L'église de Woippy dans les années 1930

Depuis 1810, la commune de Woippy s'est agrandie de Thury (La Maxe) et du hameau de Ladonchamps. Alors que, supportant mal une fusion qui ne les satisfait pas, les habitants de La Maxe retrouvent leur autonomie en 1867, ceux de Ladonchamps (du nom du château et de la famille châtelaine) restent unis à Woippy, et aujourd'hui encore, appelé Saint-Rémy, le hameau est toujours dans le ban communal woippycien.


Le château de Ladonchamps

Les années 1850-1870 sont pour Woippy un tournant, avec l'arrivée des premiers progrès : construction de la voie ferrée Metz-Thionville (1854), création d'un atelier de galvanisation du fer - c'est la première implantation industrielle - et surtout, en 1868, l'introduction de la culture de la fraise par Jacques et Dominique Vion, qui ramènent de Plougastel-Daoulas en Bretagne des plants qui vont faire la fortune de Woippy, notamment au cours des années 1920-1939.


Les producteurs de fraises devant l'ancienne chapelle, devenue
local du Syndicat des Producteurs, vers 1930
(au centre, coiffé d'un panama, le marquis Henry de Ladonchamps)



La récolte des fraises vers 1930

En 1870, pour la première fois depuis deux siècles, les Woippyciens entendent le bruit du canon.
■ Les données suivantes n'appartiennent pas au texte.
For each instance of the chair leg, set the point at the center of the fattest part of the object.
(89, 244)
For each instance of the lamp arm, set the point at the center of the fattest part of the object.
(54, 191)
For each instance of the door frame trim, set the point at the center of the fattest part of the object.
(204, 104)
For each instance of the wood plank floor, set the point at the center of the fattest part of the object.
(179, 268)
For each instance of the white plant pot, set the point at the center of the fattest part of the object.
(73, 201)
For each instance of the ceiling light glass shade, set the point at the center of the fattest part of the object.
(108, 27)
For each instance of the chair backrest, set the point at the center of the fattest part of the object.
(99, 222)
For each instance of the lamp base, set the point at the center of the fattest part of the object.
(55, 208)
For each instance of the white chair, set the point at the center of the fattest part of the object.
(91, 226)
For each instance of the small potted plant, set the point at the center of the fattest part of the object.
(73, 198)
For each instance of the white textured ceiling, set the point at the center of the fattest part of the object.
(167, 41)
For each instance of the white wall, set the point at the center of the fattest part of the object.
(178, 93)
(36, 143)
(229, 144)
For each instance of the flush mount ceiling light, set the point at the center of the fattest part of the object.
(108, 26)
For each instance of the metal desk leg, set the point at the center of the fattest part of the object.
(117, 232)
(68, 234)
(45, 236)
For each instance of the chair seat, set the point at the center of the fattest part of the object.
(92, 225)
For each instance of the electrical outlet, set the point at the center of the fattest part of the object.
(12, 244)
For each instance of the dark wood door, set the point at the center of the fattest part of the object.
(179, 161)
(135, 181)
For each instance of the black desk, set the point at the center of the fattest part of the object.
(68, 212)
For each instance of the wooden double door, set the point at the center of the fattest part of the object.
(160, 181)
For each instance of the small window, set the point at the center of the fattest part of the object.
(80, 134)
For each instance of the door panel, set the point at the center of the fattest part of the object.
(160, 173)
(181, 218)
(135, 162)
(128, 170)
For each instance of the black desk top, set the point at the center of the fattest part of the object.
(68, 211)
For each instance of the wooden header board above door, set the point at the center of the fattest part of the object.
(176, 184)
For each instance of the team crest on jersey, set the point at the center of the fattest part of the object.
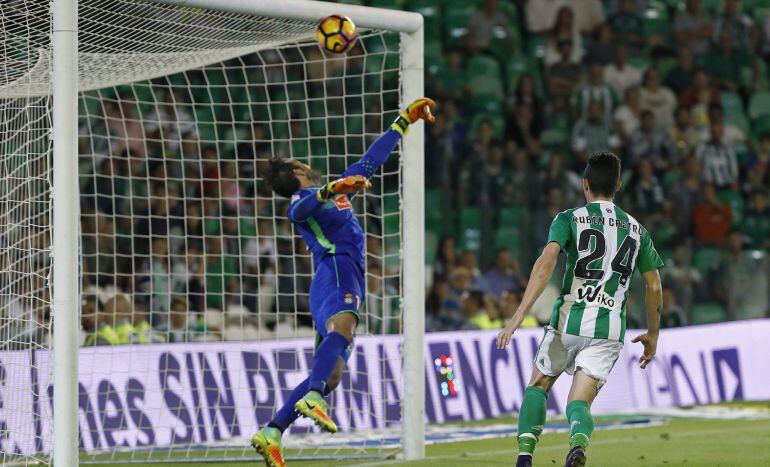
(342, 202)
(594, 294)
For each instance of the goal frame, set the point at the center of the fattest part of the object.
(65, 194)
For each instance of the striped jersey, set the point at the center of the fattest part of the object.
(604, 246)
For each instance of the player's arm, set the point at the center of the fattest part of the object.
(538, 279)
(378, 152)
(649, 262)
(304, 205)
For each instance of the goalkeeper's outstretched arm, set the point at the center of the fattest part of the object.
(377, 153)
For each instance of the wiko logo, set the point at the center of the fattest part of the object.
(594, 294)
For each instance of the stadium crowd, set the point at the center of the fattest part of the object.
(179, 242)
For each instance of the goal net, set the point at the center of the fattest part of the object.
(194, 312)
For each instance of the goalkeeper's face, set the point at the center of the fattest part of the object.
(306, 175)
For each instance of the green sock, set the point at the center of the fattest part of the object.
(531, 419)
(581, 424)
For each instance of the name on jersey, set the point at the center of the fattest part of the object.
(608, 221)
(342, 202)
(594, 294)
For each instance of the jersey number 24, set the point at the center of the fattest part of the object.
(621, 263)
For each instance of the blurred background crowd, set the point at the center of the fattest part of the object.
(181, 241)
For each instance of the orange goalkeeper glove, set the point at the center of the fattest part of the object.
(417, 110)
(343, 186)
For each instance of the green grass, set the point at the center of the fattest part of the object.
(689, 443)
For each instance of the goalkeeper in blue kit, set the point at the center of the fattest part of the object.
(324, 217)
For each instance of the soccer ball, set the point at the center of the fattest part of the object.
(336, 33)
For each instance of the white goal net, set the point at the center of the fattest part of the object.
(195, 323)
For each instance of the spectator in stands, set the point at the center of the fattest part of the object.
(589, 14)
(657, 99)
(698, 97)
(503, 275)
(486, 23)
(602, 48)
(648, 193)
(756, 222)
(620, 74)
(541, 14)
(672, 315)
(679, 77)
(564, 29)
(470, 262)
(524, 128)
(562, 77)
(718, 160)
(693, 27)
(738, 26)
(592, 134)
(711, 219)
(628, 115)
(594, 90)
(725, 63)
(683, 133)
(525, 93)
(758, 166)
(685, 194)
(628, 27)
(651, 142)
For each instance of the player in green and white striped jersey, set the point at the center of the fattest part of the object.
(604, 246)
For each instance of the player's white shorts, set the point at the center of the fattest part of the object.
(559, 352)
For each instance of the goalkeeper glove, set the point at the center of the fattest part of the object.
(343, 186)
(419, 109)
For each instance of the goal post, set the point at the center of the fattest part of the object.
(96, 60)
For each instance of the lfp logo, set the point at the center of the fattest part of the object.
(447, 379)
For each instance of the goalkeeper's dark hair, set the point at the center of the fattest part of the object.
(280, 176)
(603, 173)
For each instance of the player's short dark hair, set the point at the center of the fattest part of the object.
(280, 176)
(603, 173)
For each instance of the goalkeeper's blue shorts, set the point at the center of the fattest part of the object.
(338, 287)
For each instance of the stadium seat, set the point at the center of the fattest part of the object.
(759, 104)
(736, 202)
(510, 217)
(470, 229)
(456, 18)
(431, 247)
(509, 238)
(705, 258)
(708, 313)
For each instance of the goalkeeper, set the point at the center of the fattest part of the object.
(324, 217)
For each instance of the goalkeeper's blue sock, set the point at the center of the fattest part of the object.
(326, 355)
(287, 413)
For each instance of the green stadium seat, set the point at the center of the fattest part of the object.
(731, 102)
(456, 18)
(759, 104)
(705, 258)
(431, 247)
(736, 202)
(470, 229)
(510, 217)
(708, 313)
(509, 238)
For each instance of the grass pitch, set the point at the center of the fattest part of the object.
(677, 442)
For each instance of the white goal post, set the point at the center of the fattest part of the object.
(66, 304)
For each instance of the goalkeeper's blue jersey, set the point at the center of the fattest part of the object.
(331, 227)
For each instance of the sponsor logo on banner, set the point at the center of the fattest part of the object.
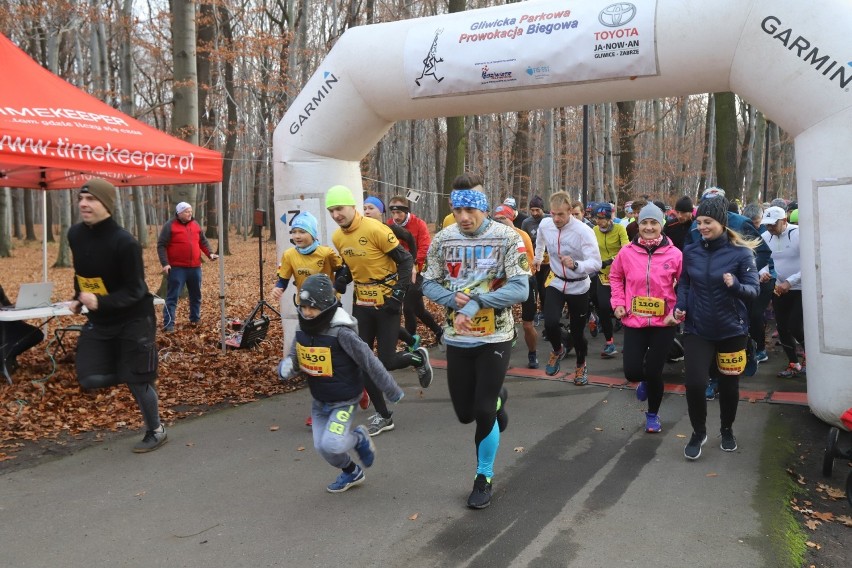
(531, 44)
(329, 81)
(617, 15)
(807, 51)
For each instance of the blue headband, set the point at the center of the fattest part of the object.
(375, 202)
(469, 198)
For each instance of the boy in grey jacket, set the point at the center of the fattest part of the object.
(328, 351)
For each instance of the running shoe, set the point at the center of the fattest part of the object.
(581, 376)
(792, 370)
(710, 391)
(729, 443)
(346, 481)
(692, 451)
(415, 344)
(609, 351)
(424, 370)
(642, 392)
(379, 424)
(553, 364)
(365, 447)
(364, 403)
(652, 423)
(502, 415)
(153, 439)
(480, 497)
(532, 358)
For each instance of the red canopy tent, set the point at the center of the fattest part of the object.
(55, 136)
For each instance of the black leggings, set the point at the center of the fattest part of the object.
(382, 327)
(578, 308)
(700, 358)
(788, 320)
(756, 323)
(540, 277)
(604, 308)
(413, 309)
(475, 376)
(644, 355)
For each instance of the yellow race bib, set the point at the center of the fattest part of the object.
(648, 306)
(369, 295)
(731, 363)
(94, 285)
(482, 323)
(314, 361)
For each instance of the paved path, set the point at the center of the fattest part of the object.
(578, 483)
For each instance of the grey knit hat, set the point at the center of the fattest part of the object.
(651, 211)
(716, 208)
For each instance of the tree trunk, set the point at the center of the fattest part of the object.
(231, 129)
(627, 153)
(63, 259)
(185, 88)
(753, 190)
(128, 107)
(520, 162)
(709, 136)
(726, 143)
(15, 217)
(5, 233)
(29, 215)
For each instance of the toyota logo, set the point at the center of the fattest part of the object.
(616, 15)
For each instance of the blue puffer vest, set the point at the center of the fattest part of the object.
(345, 381)
(714, 311)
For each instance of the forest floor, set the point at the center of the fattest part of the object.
(45, 414)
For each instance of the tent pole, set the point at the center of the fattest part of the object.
(220, 218)
(44, 233)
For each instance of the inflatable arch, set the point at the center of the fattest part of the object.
(790, 59)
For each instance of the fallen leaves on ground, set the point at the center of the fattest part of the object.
(46, 402)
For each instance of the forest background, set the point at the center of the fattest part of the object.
(221, 74)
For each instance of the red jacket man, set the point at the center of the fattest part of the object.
(179, 248)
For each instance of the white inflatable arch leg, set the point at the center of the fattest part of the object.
(790, 59)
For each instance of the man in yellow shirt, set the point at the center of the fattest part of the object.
(381, 270)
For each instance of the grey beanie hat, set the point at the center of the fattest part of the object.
(651, 211)
(716, 208)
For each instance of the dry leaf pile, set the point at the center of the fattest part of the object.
(45, 400)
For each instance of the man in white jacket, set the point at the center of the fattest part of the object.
(783, 239)
(574, 255)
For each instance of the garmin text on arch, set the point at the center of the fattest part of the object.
(313, 104)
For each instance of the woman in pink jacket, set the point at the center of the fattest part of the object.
(643, 278)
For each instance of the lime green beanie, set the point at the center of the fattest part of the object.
(339, 195)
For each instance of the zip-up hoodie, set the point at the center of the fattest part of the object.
(576, 240)
(638, 271)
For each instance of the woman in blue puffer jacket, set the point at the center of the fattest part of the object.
(719, 276)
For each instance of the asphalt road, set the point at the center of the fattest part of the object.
(577, 483)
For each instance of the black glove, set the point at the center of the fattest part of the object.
(393, 303)
(342, 278)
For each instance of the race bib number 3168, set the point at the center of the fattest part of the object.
(314, 361)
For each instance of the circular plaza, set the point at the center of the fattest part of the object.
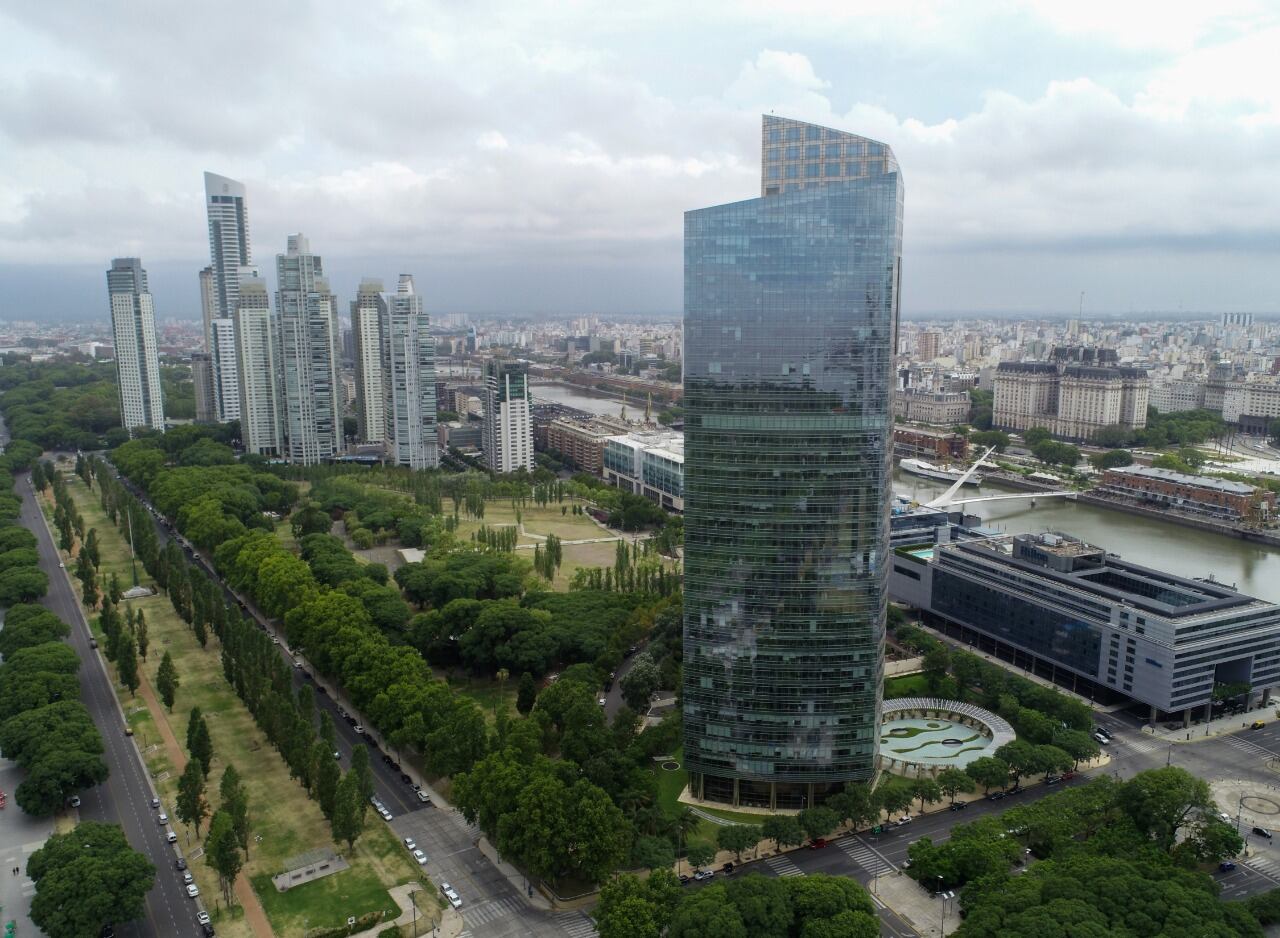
(922, 736)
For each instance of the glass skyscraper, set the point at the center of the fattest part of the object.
(790, 332)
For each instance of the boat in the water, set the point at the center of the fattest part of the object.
(942, 474)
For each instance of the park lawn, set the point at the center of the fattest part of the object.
(286, 822)
(906, 686)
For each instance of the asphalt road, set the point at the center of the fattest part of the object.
(126, 797)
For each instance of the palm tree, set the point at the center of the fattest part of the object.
(686, 822)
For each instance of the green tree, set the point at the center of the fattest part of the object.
(988, 772)
(952, 781)
(526, 692)
(127, 663)
(223, 852)
(737, 838)
(199, 742)
(191, 806)
(234, 802)
(168, 682)
(699, 855)
(348, 811)
(86, 878)
(818, 822)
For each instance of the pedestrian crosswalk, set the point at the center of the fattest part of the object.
(784, 866)
(576, 924)
(864, 856)
(1264, 865)
(1246, 746)
(487, 911)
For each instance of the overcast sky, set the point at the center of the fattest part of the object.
(536, 155)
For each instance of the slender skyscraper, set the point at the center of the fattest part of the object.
(307, 315)
(256, 353)
(368, 310)
(137, 362)
(225, 369)
(229, 247)
(790, 330)
(408, 375)
(508, 429)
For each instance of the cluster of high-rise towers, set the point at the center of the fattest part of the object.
(791, 309)
(277, 370)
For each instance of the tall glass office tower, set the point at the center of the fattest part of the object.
(790, 332)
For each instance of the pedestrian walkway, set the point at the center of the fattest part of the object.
(864, 856)
(784, 866)
(487, 911)
(576, 924)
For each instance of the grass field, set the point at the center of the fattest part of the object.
(284, 820)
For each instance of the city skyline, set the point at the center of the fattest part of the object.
(1054, 151)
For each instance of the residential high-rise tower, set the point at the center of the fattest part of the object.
(137, 362)
(368, 310)
(307, 316)
(259, 373)
(508, 429)
(408, 375)
(790, 332)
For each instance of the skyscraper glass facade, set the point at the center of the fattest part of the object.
(790, 329)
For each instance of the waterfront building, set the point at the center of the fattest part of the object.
(791, 309)
(583, 440)
(1078, 393)
(1220, 499)
(307, 317)
(649, 463)
(942, 407)
(366, 329)
(229, 248)
(408, 378)
(1093, 621)
(508, 431)
(202, 380)
(137, 361)
(227, 390)
(256, 355)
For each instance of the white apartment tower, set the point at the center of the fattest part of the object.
(137, 364)
(408, 376)
(225, 370)
(208, 305)
(259, 373)
(368, 310)
(508, 429)
(307, 316)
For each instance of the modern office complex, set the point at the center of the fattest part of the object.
(408, 375)
(261, 430)
(790, 330)
(137, 364)
(1078, 613)
(648, 463)
(307, 316)
(225, 369)
(508, 430)
(368, 310)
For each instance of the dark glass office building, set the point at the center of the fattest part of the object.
(790, 329)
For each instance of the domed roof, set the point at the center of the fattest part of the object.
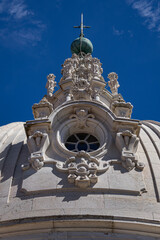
(81, 44)
(142, 209)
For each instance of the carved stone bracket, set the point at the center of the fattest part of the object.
(42, 109)
(82, 169)
(38, 142)
(81, 117)
(122, 109)
(113, 83)
(127, 143)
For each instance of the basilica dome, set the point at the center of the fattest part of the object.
(82, 168)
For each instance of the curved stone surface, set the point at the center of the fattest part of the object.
(112, 209)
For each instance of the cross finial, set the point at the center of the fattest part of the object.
(82, 26)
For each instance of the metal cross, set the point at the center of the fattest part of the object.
(82, 26)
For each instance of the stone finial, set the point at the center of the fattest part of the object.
(113, 83)
(50, 85)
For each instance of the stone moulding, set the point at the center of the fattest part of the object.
(82, 169)
(122, 109)
(81, 117)
(42, 109)
(38, 142)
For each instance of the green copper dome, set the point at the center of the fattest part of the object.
(81, 44)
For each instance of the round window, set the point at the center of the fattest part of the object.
(82, 141)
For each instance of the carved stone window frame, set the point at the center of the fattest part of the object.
(69, 128)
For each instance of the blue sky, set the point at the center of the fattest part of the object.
(35, 39)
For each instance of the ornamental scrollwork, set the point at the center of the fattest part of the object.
(82, 117)
(82, 169)
(127, 143)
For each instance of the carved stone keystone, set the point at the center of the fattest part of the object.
(82, 169)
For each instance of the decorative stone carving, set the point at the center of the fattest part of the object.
(42, 109)
(50, 85)
(113, 83)
(37, 144)
(127, 144)
(81, 89)
(82, 75)
(82, 169)
(81, 117)
(97, 69)
(121, 108)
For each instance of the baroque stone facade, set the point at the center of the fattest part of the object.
(82, 167)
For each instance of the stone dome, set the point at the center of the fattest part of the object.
(83, 168)
(81, 44)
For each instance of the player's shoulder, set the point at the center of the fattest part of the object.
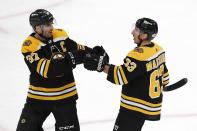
(59, 34)
(143, 53)
(31, 44)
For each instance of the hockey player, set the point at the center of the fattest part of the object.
(50, 56)
(143, 75)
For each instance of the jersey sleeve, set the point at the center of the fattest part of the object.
(71, 45)
(38, 63)
(165, 78)
(129, 70)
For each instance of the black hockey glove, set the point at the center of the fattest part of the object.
(100, 51)
(96, 60)
(74, 58)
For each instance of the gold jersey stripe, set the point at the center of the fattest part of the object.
(140, 101)
(39, 65)
(115, 75)
(123, 75)
(46, 68)
(140, 110)
(53, 97)
(52, 89)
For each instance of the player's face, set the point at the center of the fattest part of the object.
(47, 30)
(136, 34)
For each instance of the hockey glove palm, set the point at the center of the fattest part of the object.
(96, 60)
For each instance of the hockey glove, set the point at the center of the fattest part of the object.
(100, 51)
(74, 58)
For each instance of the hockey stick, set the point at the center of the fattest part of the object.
(176, 85)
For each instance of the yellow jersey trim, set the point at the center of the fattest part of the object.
(53, 97)
(140, 110)
(140, 101)
(52, 89)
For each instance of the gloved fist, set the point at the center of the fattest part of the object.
(96, 60)
(100, 51)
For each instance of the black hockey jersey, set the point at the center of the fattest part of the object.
(50, 81)
(143, 76)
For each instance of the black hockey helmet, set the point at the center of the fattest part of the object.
(40, 17)
(148, 26)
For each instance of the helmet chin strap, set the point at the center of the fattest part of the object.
(140, 42)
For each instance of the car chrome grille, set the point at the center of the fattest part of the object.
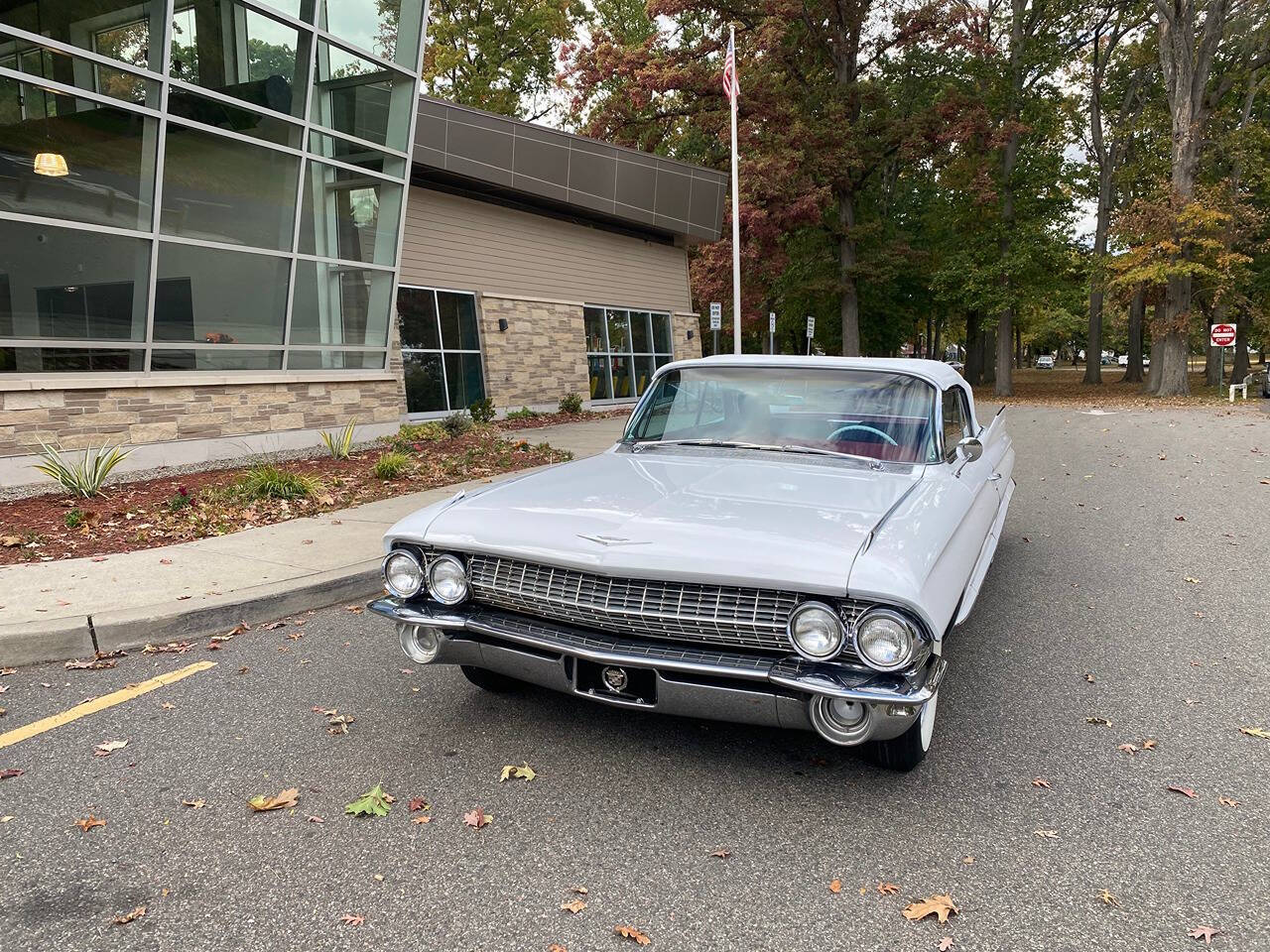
(712, 615)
Le 7 octobre, en plein siège de Metz, se déroule la bataille de Ladonchamps (ou combat de Bellevue), au cours de laquelle le général Emile Armand Gibon, qui commande le 25e régiment de ligne, est mortellement blessé (il est enterré dans le cimetière de Woippy). Comme Metz et la Moselle, Woippy est annexé à l'Empire d'Allemagne. Les Allemands y construisent deux forts, Kameke et Hindersin, devenus après 1918 les forts Déroulède et Gambetta. Durant l'annexion, la population s'accroît (1054 habitants en 1871, 1567 en 1910), la culture fraisière se développe, et pour les besoins de son exportation vers les villes allemandes qui en sont friandes, une gare est construite en 1908, qui remplace la "halte" aménagée à la Maison Rouge en 1901.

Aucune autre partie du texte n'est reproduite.